New bone grown from monkey's skin cells
Dubbed as a step towards the development of safe stem cell therapies for humans, researchers have successfully grown a new bone using a monkey's own skin cells.
The researchers used induced pluripotent stem cells (iPSC) which are derived from adult skin cells and can be reprogrammed to work as other cells.
"Because monkeys are the closest model species to humans, with similar organ and tissue structure and immunity, testing iPSCs in monkeys should be indicative of the safety and efficacy of the process in humans," said senior author Cynthia Dunbar from the National Heart, Lung, and Blood Institute in the US.
Pluripotent stem cells can be used to make any type of healthy human tissue and therefore have great potential for treatment of disease, say experts.
According to Dunbar, the results would sidestep ethical issues surrounding the use of embryonic stem cells.
For the study, skin cells were taken from rhesus macaques to form stem cells (iPSCs), which were then turned into bone-forming cells.

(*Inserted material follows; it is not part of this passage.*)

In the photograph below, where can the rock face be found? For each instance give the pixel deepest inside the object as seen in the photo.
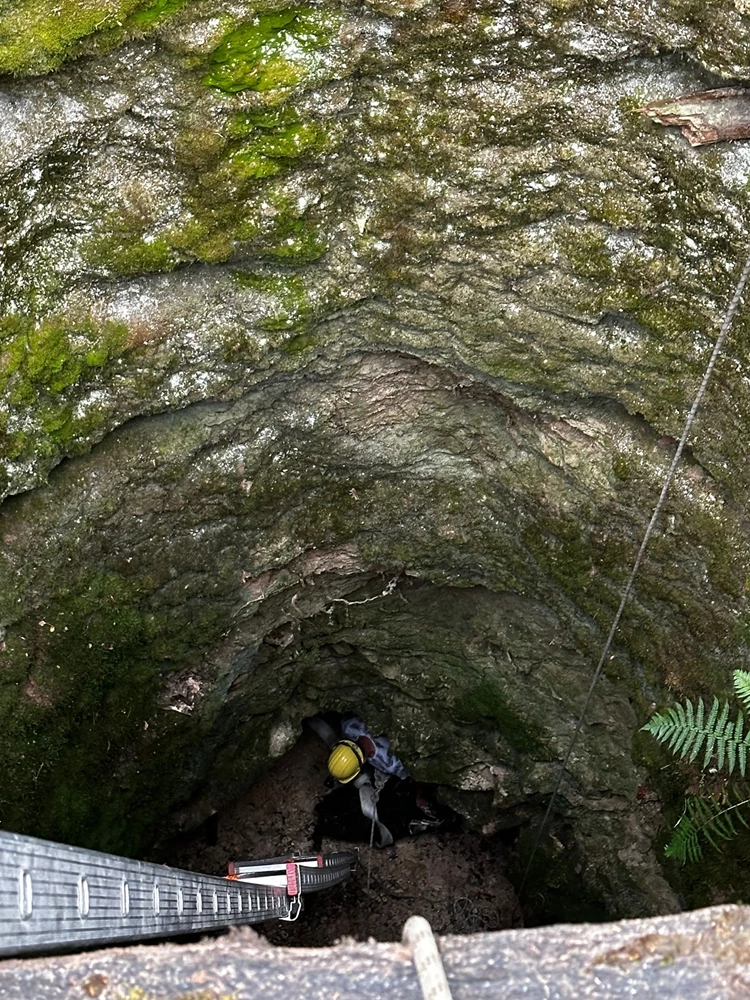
(342, 354)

These "bone" cells were then implanted into the monkeys on ceramic particles that were already in use by reconstructive surgeons attempting to fill in or rebuild bone.
The implants were retrieved at eight, 12 and 16 weeks with bone shown to be forming as early as eight weeks, the authors reported.
Previous work in this field has relied on scientists giving human iPSC products to immuno-deficient mice, she said.
"But because of the species differences, the cells do not behave normally in mice, and the lack of the immune system means that issues of immune rejection or inflammation cannot be studied," said Dunbar.
The team is now working on creating iPSC models for treatment of liver, heart, and bone marrow disorders.
The findings were published in the journal Cell Reports.